One after another, I encountered them discreetly going about their business in the rolling hills of a landscape as perfect as paradise. Right there before my eyes were Babe the elephant, Omar the camel, RooRoo the kangaroo, Wilbur the hog, Friendly the burro, and many other diverse and amazing beings.

They are among the more than 1,200 domestic and exotic animals of 50 species that live here at the almost 1,300-acre Cleveland Amory Black Beauty Ranch—the largest and most diverse sanctuary in the world for rescued, abused and neglected animals. I don’t call them “superstars” because of their physical beauty or any ability they might have to perform, entertain or please—but rather for their unique life stories of suffering, their dramatic rescues and their remarkable ability to forgive.

Though some ranch residents were the victims of deliberate abuse, most of them suffered at the hands of previous owners who exploited them for profit and/or pleasure. The animals have been rescued from zoos, circuses, trophy-hunting ranches, breeding ranches, biomedical research projects, the exotic pet trade, slaughterhouses, public lands and more.

A considerable number of them were rescued in Texas.
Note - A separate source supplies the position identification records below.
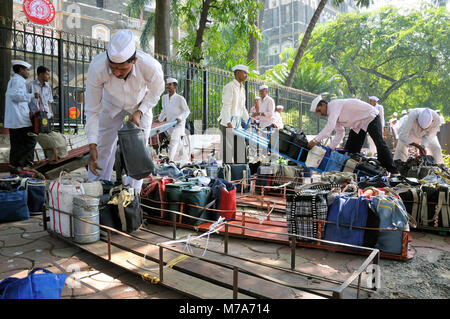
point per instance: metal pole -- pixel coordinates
(293, 246)
(109, 244)
(226, 239)
(161, 264)
(235, 282)
(205, 101)
(61, 83)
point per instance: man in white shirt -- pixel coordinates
(121, 81)
(174, 107)
(266, 107)
(40, 85)
(373, 100)
(17, 118)
(419, 130)
(361, 117)
(277, 120)
(233, 105)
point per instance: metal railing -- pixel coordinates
(372, 258)
(68, 57)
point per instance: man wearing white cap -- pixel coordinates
(419, 130)
(121, 81)
(373, 100)
(403, 118)
(17, 118)
(361, 118)
(174, 107)
(266, 107)
(394, 127)
(233, 105)
(277, 120)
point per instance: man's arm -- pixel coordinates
(184, 115)
(154, 78)
(340, 133)
(19, 92)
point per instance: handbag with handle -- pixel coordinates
(39, 118)
(346, 213)
(133, 149)
(35, 286)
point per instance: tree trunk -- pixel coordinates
(162, 27)
(6, 8)
(253, 53)
(196, 55)
(304, 43)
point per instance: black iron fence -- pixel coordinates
(68, 57)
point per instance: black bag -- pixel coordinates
(133, 148)
(39, 119)
(109, 215)
(411, 197)
(371, 235)
(303, 210)
(237, 172)
(434, 210)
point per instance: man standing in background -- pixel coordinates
(40, 85)
(373, 100)
(233, 105)
(121, 81)
(17, 118)
(174, 107)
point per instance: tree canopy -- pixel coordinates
(399, 56)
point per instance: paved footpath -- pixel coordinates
(25, 245)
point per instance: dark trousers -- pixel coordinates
(22, 147)
(233, 144)
(355, 142)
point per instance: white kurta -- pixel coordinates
(277, 120)
(46, 95)
(233, 103)
(175, 107)
(17, 111)
(372, 147)
(342, 113)
(411, 132)
(266, 106)
(109, 99)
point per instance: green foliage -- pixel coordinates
(311, 76)
(226, 37)
(400, 56)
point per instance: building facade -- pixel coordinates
(284, 20)
(97, 19)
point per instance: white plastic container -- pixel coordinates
(60, 201)
(315, 156)
(86, 207)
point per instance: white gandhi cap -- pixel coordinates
(240, 67)
(425, 118)
(121, 47)
(20, 62)
(171, 80)
(315, 102)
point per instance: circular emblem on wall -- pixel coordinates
(39, 11)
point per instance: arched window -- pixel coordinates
(100, 32)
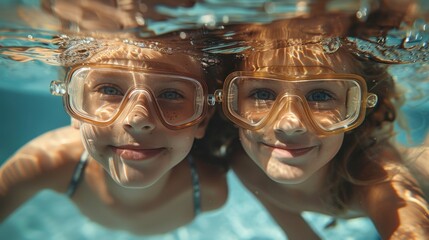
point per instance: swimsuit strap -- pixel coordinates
(195, 186)
(77, 174)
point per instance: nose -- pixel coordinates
(289, 120)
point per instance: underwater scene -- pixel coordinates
(214, 119)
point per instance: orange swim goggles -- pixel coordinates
(99, 94)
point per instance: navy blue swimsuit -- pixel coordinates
(80, 168)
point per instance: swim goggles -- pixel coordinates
(99, 94)
(329, 103)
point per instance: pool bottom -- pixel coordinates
(52, 216)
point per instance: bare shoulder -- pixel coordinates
(396, 204)
(214, 188)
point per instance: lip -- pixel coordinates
(136, 153)
(289, 151)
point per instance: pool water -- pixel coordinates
(52, 216)
(28, 110)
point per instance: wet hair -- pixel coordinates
(358, 153)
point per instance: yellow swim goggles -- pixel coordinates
(330, 103)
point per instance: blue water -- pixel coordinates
(52, 216)
(28, 110)
(31, 110)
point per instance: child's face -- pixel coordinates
(138, 148)
(287, 147)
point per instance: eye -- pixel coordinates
(170, 95)
(109, 90)
(263, 94)
(320, 96)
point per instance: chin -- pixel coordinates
(288, 180)
(287, 175)
(133, 179)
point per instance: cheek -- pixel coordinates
(249, 139)
(331, 145)
(95, 139)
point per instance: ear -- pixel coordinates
(201, 129)
(75, 123)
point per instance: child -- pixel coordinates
(138, 111)
(314, 123)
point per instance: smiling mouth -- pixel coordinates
(286, 152)
(136, 154)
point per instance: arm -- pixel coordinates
(45, 162)
(396, 206)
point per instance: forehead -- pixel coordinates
(149, 59)
(300, 60)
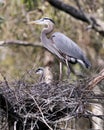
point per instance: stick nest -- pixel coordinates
(46, 105)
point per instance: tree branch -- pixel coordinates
(96, 80)
(95, 24)
(18, 42)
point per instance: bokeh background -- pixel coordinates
(16, 60)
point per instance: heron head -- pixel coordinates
(43, 21)
(39, 71)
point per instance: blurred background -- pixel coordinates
(16, 59)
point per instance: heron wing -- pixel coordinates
(67, 46)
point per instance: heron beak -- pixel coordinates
(35, 22)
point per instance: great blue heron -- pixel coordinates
(61, 46)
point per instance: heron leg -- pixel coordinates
(68, 68)
(60, 76)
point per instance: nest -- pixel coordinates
(44, 106)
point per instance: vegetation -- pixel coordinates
(21, 51)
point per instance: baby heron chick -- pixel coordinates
(45, 74)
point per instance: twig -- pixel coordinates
(96, 80)
(18, 42)
(43, 118)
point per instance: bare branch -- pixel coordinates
(96, 80)
(95, 24)
(18, 42)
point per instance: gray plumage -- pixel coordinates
(60, 45)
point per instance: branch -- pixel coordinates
(18, 42)
(96, 80)
(95, 24)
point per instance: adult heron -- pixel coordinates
(61, 46)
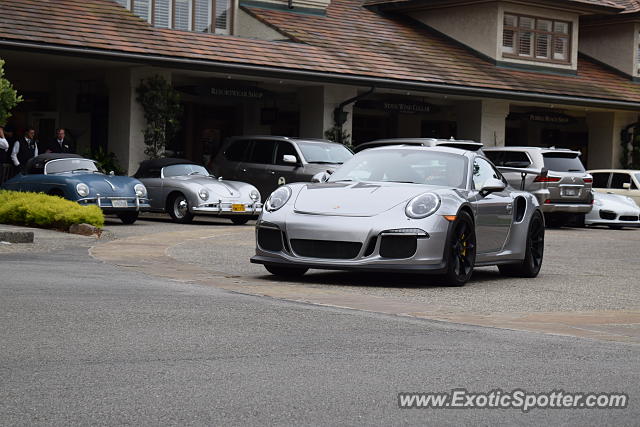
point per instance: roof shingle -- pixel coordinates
(349, 41)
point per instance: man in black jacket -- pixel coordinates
(24, 149)
(61, 144)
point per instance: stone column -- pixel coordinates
(126, 116)
(483, 121)
(317, 104)
(604, 137)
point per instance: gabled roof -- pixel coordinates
(350, 44)
(611, 6)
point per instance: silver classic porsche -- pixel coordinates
(403, 209)
(184, 189)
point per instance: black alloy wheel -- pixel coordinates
(179, 209)
(461, 251)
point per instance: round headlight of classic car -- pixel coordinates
(82, 189)
(203, 194)
(423, 206)
(278, 198)
(141, 190)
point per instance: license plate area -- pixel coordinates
(119, 204)
(570, 191)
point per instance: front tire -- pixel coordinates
(290, 272)
(532, 263)
(461, 251)
(128, 217)
(179, 209)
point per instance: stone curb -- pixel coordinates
(16, 236)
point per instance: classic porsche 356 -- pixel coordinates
(78, 179)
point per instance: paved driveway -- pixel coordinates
(588, 285)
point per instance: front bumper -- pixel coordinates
(114, 205)
(369, 234)
(608, 217)
(228, 208)
(577, 208)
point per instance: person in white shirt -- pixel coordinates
(24, 148)
(4, 144)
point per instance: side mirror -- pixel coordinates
(492, 186)
(290, 159)
(320, 177)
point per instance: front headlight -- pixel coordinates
(278, 199)
(141, 190)
(423, 206)
(82, 189)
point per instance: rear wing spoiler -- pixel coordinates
(523, 173)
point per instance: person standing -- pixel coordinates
(24, 149)
(60, 144)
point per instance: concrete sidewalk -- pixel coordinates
(45, 240)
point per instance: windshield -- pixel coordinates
(184, 170)
(319, 152)
(70, 165)
(409, 166)
(563, 162)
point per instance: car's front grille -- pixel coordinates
(608, 215)
(398, 247)
(270, 239)
(328, 249)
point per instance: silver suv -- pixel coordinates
(564, 192)
(268, 162)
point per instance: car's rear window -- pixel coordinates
(563, 162)
(514, 159)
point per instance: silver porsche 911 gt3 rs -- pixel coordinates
(403, 209)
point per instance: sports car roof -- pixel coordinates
(35, 165)
(147, 165)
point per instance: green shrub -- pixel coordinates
(41, 210)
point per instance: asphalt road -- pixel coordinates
(86, 343)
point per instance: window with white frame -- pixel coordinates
(638, 58)
(537, 39)
(210, 16)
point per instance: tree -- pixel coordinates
(162, 112)
(8, 97)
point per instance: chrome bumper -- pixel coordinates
(227, 208)
(106, 203)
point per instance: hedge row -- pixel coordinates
(41, 210)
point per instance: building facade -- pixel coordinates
(543, 73)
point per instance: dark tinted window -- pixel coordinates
(563, 162)
(600, 180)
(285, 149)
(237, 151)
(512, 159)
(263, 152)
(619, 179)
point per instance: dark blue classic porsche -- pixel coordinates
(75, 178)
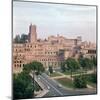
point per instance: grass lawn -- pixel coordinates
(54, 74)
(65, 82)
(92, 84)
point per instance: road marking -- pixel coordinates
(52, 86)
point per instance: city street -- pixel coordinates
(55, 89)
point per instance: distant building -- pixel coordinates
(50, 52)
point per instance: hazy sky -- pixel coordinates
(52, 19)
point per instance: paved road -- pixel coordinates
(56, 90)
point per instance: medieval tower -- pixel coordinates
(32, 33)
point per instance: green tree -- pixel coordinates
(50, 69)
(33, 68)
(72, 65)
(22, 86)
(80, 82)
(63, 66)
(94, 60)
(86, 63)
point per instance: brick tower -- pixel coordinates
(32, 33)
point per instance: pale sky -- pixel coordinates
(52, 19)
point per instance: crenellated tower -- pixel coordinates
(32, 33)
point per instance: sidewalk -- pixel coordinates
(43, 91)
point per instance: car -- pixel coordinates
(59, 85)
(48, 87)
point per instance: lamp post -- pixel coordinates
(33, 83)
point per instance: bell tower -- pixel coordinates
(32, 33)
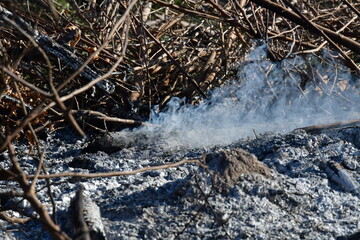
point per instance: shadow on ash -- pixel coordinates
(278, 183)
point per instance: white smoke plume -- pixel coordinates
(266, 96)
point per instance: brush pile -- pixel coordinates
(99, 66)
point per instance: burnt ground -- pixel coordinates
(299, 186)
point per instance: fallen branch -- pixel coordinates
(116, 174)
(321, 127)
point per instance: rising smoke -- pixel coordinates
(266, 96)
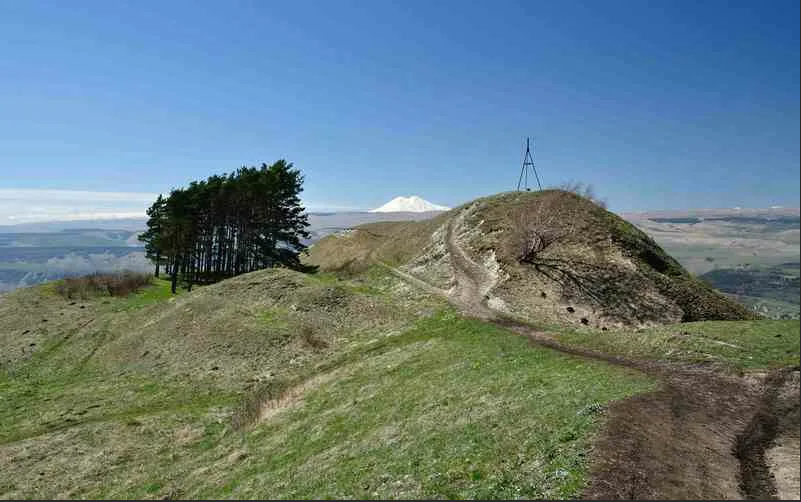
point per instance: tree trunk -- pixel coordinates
(174, 278)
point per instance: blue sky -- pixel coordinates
(657, 104)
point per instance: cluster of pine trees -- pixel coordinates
(229, 224)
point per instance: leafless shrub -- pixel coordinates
(119, 284)
(310, 338)
(539, 226)
(249, 409)
(585, 190)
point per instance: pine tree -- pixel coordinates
(231, 224)
(155, 222)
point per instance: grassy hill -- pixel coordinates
(408, 373)
(591, 266)
(246, 387)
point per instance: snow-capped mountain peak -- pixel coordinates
(412, 204)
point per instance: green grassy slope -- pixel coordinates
(731, 345)
(394, 396)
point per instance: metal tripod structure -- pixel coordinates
(528, 162)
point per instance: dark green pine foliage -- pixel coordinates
(228, 225)
(150, 237)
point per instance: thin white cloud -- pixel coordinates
(41, 205)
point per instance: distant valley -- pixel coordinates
(750, 254)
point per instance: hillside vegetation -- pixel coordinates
(278, 384)
(520, 346)
(546, 256)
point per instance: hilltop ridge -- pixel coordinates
(549, 256)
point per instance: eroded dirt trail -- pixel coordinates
(702, 435)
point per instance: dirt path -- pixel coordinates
(702, 435)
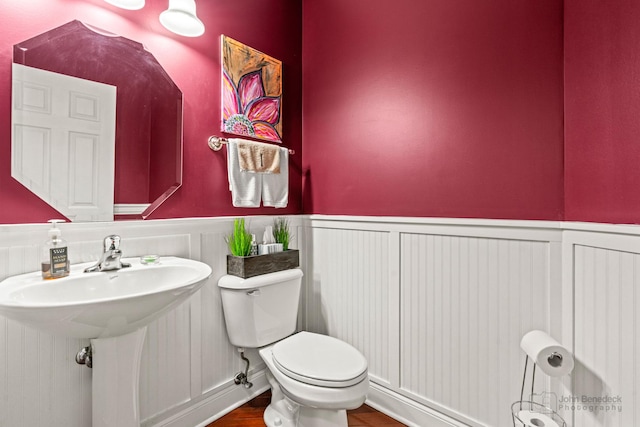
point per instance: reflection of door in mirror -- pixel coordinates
(148, 134)
(63, 141)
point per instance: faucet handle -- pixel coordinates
(112, 243)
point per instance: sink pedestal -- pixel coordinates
(116, 379)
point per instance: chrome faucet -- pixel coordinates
(110, 259)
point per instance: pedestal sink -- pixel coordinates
(112, 309)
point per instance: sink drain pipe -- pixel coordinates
(243, 377)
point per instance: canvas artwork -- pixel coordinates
(251, 92)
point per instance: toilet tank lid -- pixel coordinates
(234, 282)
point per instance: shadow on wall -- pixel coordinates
(588, 384)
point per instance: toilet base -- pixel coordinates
(305, 417)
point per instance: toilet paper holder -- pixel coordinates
(528, 413)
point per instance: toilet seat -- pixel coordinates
(319, 360)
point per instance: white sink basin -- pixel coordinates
(101, 304)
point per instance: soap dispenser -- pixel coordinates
(55, 258)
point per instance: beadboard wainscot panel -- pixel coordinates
(347, 293)
(447, 301)
(604, 276)
(466, 303)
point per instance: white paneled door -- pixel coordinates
(63, 141)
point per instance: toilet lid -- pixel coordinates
(319, 360)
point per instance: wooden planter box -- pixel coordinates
(249, 266)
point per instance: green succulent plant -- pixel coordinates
(281, 232)
(239, 241)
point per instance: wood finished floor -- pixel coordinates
(250, 415)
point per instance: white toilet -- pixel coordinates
(314, 378)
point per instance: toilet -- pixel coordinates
(314, 378)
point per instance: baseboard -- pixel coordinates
(214, 406)
(407, 411)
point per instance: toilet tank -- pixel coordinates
(262, 309)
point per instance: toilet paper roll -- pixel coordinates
(536, 419)
(549, 355)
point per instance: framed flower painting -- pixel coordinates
(251, 92)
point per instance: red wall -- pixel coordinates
(433, 108)
(602, 108)
(273, 27)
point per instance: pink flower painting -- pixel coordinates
(251, 92)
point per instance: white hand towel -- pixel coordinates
(245, 187)
(275, 187)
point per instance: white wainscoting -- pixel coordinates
(188, 364)
(438, 307)
(602, 271)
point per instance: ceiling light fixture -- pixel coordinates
(127, 4)
(181, 18)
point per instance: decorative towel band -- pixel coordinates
(216, 143)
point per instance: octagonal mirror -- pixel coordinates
(120, 96)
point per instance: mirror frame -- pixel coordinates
(80, 50)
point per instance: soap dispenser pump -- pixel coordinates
(55, 257)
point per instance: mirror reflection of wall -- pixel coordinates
(148, 134)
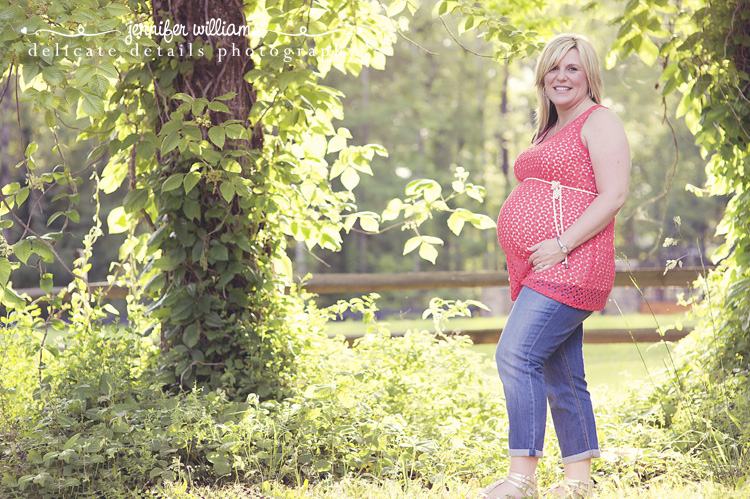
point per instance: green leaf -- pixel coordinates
(396, 7)
(428, 252)
(191, 179)
(117, 9)
(217, 135)
(456, 223)
(73, 216)
(227, 191)
(46, 283)
(93, 105)
(191, 209)
(31, 149)
(350, 178)
(136, 200)
(5, 270)
(412, 244)
(22, 250)
(222, 467)
(170, 142)
(369, 224)
(219, 252)
(173, 182)
(191, 335)
(117, 220)
(106, 384)
(11, 299)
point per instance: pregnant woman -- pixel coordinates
(557, 231)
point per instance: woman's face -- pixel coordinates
(566, 84)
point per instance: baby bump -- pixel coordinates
(528, 215)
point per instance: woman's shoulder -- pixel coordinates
(602, 126)
(602, 116)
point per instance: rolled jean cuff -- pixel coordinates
(589, 454)
(525, 453)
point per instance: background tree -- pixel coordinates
(223, 147)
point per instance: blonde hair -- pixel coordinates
(552, 54)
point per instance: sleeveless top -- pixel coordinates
(556, 186)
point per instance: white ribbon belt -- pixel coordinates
(557, 211)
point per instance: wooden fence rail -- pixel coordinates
(365, 283)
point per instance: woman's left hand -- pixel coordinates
(545, 254)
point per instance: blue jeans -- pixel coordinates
(539, 359)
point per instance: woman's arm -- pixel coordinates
(604, 136)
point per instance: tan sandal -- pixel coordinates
(571, 489)
(524, 484)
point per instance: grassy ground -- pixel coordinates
(364, 489)
(596, 321)
(608, 366)
(611, 366)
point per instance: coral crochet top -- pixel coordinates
(556, 186)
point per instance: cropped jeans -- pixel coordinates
(540, 359)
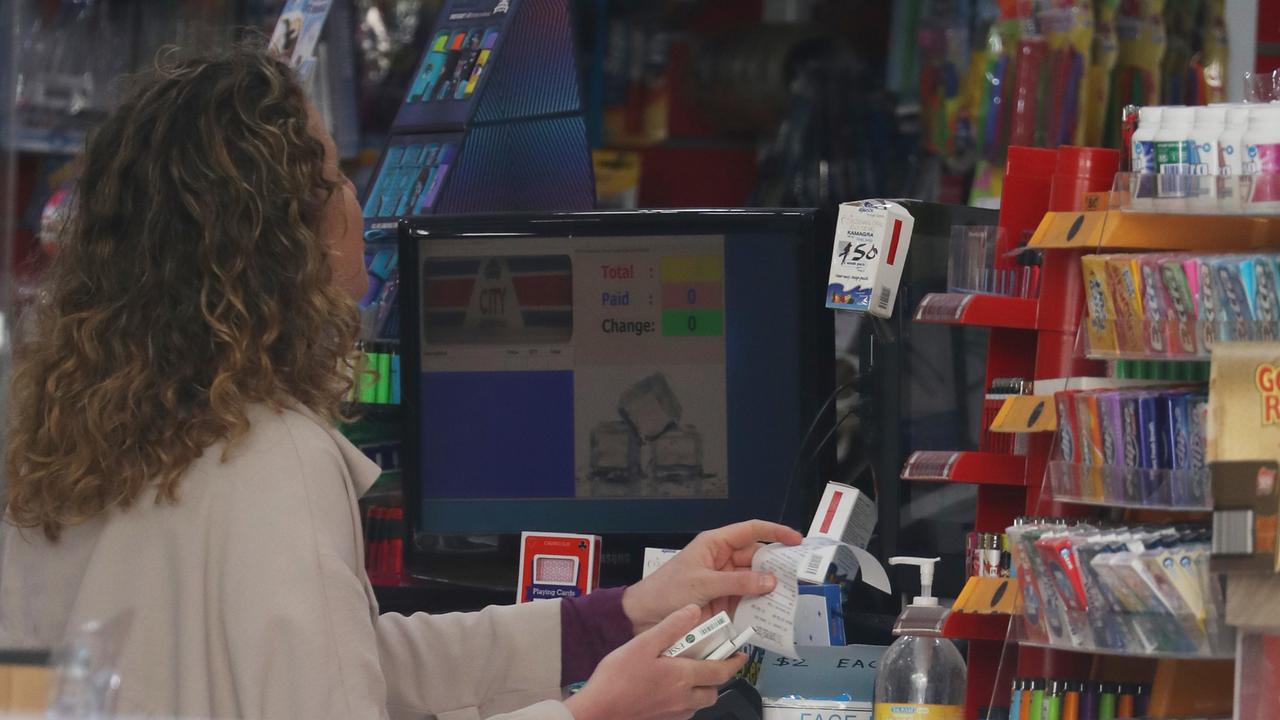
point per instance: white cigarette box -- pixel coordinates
(869, 250)
(845, 515)
(703, 639)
However, many of them were transported from elsewhere, as were the 84 starving and neglected wild mustangs that arrived here last year from Nebraska (14 of the mustangs remain on the ranch). This large-scale equine rescue helped inspire the new Doris Day Horse Rescue and Adoption Center, expected to open at the ranch early next year, said Diane Miller, director of the Black Beauty Ranch north of Murchison, near Athens.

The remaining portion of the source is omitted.